“不要这样啊,小小红,仅仅是因为我有祓除咒灵的力量才祈求我的吗?虽然这点也是我帅气部分的构成要素之一,但不得不说它依旧会让我心伤不已……”
这样说着,他嘟囔着把墨镜往下拉了一点。
身体后倾着。青年尝试把她紧紧抱在自己腰间的双手掰开。
夏油小红的手却因为畏惧紧紧地不肯分开,面上露出毫不掩饰的恐惧。哭泣着念着“不要留我一个人在这里!”
两个人在女仆咖啡厅前拉扯着的动作,在路人看起来,就像是纠缠不清的痴男怨女一样的。
目光扫过女仆装的黑发少女和戴着墨镜的帅气男高,路人皆神色莫测地加快脚步,不想参与这场风花雪月的青春斗争。

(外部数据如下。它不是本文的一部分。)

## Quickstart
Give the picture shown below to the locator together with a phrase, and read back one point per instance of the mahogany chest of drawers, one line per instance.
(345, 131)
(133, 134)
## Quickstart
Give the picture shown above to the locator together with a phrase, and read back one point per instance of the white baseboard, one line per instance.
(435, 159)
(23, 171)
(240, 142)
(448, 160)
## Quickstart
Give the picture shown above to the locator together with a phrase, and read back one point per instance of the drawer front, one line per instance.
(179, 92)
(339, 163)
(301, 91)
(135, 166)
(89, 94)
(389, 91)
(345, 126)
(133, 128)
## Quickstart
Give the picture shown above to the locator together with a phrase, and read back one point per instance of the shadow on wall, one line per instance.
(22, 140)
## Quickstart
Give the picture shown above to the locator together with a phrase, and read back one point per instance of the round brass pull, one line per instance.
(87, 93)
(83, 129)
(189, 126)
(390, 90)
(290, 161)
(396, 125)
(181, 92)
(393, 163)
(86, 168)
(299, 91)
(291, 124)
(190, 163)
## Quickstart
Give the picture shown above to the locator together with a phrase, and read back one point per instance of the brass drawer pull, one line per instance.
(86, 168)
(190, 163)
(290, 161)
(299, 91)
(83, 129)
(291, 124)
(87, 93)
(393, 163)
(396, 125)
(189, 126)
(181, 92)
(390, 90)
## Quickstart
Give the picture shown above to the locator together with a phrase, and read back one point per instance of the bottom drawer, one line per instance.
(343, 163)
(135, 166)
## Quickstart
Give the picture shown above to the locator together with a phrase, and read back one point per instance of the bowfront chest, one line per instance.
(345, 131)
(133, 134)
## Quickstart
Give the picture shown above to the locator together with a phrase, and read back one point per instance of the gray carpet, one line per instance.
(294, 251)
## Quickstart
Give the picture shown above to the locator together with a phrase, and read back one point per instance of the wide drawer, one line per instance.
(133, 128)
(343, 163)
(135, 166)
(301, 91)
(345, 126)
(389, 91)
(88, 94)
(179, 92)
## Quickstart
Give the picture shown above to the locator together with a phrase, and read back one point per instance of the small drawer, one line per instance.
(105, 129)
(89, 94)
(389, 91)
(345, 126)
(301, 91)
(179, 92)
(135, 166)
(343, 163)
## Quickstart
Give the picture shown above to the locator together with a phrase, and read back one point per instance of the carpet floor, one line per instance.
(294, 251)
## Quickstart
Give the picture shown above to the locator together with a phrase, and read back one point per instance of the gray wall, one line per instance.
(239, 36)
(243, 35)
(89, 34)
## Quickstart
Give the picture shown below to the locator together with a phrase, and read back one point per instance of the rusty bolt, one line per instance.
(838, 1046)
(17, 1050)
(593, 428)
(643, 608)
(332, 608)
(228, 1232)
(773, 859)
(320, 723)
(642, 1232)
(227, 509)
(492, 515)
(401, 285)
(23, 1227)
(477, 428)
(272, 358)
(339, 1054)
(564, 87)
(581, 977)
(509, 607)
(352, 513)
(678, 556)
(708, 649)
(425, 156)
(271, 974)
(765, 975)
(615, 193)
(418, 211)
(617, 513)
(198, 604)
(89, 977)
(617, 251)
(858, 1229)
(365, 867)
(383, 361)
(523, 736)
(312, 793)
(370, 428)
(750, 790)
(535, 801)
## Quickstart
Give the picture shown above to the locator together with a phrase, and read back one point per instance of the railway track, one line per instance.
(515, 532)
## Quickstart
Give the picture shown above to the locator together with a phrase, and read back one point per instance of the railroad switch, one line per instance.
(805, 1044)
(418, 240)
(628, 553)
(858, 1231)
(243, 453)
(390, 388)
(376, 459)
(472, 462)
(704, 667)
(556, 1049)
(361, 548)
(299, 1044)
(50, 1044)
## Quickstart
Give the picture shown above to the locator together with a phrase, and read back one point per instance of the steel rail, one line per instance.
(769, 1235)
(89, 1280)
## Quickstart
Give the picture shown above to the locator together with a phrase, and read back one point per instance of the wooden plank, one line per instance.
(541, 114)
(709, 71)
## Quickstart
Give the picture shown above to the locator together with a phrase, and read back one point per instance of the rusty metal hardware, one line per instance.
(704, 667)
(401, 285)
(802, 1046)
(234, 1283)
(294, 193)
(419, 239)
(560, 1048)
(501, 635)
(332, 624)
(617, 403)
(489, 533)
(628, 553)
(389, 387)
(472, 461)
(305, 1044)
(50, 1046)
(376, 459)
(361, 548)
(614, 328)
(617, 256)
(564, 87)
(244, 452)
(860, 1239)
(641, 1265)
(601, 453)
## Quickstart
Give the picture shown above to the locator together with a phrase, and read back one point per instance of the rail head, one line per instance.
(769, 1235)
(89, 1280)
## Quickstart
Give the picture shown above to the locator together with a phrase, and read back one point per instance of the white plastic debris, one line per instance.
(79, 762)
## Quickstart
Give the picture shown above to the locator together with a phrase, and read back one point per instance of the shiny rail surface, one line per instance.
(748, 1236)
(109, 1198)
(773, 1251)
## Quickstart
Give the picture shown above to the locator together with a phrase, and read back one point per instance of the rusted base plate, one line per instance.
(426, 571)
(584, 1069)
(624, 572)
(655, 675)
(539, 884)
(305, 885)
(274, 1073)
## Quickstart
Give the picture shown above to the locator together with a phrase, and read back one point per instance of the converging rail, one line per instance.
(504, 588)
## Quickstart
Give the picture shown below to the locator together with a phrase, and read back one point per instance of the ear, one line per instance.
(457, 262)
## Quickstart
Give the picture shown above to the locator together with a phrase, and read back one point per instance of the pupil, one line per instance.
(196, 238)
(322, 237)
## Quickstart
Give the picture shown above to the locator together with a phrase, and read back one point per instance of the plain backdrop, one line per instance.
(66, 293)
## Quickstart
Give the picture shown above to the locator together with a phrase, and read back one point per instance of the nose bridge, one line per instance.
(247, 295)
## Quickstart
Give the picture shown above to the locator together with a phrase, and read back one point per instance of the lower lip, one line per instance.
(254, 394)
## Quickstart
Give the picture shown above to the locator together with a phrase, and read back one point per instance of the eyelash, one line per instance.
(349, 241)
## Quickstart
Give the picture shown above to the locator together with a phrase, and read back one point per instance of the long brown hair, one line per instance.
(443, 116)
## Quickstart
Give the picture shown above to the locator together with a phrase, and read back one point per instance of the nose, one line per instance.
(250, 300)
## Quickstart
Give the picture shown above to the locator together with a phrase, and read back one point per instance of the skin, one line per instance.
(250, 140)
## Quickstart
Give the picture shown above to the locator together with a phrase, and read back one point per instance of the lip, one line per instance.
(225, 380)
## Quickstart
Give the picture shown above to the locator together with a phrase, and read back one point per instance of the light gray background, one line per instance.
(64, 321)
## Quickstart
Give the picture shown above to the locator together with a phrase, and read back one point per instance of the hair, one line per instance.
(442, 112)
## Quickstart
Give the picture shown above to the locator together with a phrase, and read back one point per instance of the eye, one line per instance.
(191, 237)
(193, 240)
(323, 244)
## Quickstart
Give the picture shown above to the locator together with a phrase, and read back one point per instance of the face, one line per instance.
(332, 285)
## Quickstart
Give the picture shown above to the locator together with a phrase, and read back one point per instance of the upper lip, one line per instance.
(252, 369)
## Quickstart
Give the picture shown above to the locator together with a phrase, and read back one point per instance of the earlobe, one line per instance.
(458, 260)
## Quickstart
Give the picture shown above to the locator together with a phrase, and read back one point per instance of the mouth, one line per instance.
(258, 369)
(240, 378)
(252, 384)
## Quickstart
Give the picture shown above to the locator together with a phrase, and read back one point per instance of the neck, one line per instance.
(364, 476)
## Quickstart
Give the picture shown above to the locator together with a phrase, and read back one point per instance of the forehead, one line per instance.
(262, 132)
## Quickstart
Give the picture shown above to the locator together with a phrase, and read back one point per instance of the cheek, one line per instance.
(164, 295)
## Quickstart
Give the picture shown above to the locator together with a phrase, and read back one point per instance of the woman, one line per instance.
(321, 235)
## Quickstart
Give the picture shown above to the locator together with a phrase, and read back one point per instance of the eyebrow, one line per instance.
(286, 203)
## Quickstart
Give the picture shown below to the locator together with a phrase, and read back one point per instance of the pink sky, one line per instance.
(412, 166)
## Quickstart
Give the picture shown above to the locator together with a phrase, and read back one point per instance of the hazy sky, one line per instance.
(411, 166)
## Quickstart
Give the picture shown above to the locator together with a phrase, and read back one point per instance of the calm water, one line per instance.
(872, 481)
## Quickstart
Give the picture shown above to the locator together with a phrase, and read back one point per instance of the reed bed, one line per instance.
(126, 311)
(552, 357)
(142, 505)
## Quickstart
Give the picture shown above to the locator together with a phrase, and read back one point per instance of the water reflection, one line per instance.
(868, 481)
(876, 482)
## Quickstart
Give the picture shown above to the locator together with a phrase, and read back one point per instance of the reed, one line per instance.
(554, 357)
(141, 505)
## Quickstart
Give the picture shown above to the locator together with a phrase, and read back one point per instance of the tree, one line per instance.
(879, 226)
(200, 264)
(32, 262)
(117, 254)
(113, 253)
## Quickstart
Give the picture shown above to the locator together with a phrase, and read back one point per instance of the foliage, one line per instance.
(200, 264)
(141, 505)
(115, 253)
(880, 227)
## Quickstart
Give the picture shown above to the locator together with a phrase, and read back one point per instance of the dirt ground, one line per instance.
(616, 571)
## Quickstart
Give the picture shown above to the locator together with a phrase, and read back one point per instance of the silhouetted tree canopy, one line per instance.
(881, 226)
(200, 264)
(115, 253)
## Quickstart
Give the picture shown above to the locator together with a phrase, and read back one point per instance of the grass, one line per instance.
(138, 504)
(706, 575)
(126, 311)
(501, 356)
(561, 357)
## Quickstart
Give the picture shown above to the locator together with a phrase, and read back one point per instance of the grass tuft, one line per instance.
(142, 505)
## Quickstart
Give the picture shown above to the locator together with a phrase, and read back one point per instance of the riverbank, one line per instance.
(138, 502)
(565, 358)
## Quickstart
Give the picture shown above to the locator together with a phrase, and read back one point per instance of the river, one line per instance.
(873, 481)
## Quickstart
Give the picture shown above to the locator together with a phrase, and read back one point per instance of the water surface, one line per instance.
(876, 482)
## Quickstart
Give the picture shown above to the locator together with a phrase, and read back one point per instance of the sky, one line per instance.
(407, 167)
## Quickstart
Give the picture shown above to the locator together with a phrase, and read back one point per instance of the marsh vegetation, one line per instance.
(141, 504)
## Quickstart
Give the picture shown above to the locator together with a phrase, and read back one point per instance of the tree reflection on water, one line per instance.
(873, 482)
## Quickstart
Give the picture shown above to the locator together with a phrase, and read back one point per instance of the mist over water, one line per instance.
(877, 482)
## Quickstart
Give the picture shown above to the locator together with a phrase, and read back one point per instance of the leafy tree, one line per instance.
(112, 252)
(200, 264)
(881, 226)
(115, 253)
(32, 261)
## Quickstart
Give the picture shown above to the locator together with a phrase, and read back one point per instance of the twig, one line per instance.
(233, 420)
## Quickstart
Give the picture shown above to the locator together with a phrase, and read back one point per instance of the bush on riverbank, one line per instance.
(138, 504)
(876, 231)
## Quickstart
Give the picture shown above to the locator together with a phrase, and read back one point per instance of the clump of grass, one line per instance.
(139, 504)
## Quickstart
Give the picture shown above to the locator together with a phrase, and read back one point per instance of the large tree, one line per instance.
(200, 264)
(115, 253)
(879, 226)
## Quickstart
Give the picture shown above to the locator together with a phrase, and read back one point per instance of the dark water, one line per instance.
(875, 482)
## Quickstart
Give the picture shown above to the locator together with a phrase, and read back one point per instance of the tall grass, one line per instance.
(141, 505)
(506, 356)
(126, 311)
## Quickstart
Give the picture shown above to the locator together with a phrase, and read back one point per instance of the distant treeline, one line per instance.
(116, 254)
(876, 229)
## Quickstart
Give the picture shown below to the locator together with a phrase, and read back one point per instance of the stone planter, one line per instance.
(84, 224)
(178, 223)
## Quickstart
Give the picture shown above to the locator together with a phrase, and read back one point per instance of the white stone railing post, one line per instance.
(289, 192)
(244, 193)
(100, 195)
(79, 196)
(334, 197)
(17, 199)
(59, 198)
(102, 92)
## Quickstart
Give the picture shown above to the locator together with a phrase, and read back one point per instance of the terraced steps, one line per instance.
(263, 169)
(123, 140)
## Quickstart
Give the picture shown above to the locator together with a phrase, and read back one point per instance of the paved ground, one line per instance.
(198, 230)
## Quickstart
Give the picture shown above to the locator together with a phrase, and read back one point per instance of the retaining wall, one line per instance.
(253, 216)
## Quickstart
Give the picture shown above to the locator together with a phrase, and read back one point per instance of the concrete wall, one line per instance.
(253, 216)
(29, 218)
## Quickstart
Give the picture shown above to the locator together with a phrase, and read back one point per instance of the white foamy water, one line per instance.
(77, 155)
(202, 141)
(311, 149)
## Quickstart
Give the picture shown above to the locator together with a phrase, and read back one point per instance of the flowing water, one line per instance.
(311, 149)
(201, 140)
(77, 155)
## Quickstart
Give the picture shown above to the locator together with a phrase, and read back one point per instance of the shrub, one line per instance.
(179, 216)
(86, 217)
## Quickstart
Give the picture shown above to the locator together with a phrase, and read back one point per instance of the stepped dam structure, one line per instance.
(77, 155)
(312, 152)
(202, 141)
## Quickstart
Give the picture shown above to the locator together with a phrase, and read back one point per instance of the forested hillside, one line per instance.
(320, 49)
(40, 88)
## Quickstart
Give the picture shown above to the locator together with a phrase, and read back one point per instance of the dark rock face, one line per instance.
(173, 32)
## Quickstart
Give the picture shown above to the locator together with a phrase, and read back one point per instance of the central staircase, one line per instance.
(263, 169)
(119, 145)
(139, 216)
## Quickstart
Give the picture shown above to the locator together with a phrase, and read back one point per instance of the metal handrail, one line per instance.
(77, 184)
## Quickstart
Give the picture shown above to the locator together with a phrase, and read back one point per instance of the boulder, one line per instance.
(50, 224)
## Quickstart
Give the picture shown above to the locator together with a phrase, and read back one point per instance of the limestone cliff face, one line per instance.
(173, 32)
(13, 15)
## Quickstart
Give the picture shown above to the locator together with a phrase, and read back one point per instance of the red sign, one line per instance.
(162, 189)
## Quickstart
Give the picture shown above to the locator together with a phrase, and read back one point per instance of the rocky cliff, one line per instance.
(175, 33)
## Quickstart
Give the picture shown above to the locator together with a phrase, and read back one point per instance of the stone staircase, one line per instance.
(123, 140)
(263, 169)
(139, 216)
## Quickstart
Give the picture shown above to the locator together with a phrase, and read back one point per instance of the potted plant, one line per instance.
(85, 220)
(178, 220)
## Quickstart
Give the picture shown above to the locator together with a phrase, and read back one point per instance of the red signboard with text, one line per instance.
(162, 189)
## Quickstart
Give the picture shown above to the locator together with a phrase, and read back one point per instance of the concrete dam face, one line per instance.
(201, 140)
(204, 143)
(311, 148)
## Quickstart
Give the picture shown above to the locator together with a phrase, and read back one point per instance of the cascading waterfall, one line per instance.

五条悟伸着长颈,凌然的目光一凝,一边托着夏油小红逐渐下坠的身体,一边对一旁凑过来指指点点的路人,神色凶狠地道:
“看什么看啊?!”
路人被凶得一愣,转过脸来的青年除了那头如银缎的白发,更显眼的是他秾丽精致的容貌,尽管笔挺的鼻梁上戴着一副复古的圆框墨镜,依然不能遮掩他出挑优越的气质。
当他蹙眉时,透露出一股居高临下的不羁冷酷的意味来。
虽然说话里还带着些柔软黏稠的腔调,其中算不上认真的不悦依旧让人下意识打了个冷颤。
看着臂膀托着的少女纤细的胳膊,他妥协一般道:
“咒灵已经被我祓除掉了,你暂时不用担心死不死的啦,我不走,起来吧?”
两个人总算是从热闹的大街走到了旁边的几乎没什么人路过的咖啡店后门的狭窄巷道。
哄爱哭的女孩子,对于五条悟来说确实没有什么经验。
作为同级生的家入硝子,视作互相打闹甚至于互相整蛊的对象还差不多,跟硝子关系很好的庵歌姬,更是喜欢跟他开恶性质的玩笑,不太可能在他面前展露出脆弱的一面。
而夏油杰比起他来说,有着更好的异性缘。
明明同时站在一起,女性偏好挚友这种类型的人数却是压倒性地更多。
对他来说,遇到弱势的女孩子哭鼻子的机会,本来就很少,他所在的以实力为尊的圈子里,手无缚鸡之力的女生,基本不会跟他有过多的交流。
出任务负责安抚受害人家属的工作也不是他来承担的。
毕竟能哭得像泪腺失去功能、喜怒无常、几乎一点脾气也没有、甚至还能够顺理成章地缠上他的少女,本来在这个世界上就不多啊!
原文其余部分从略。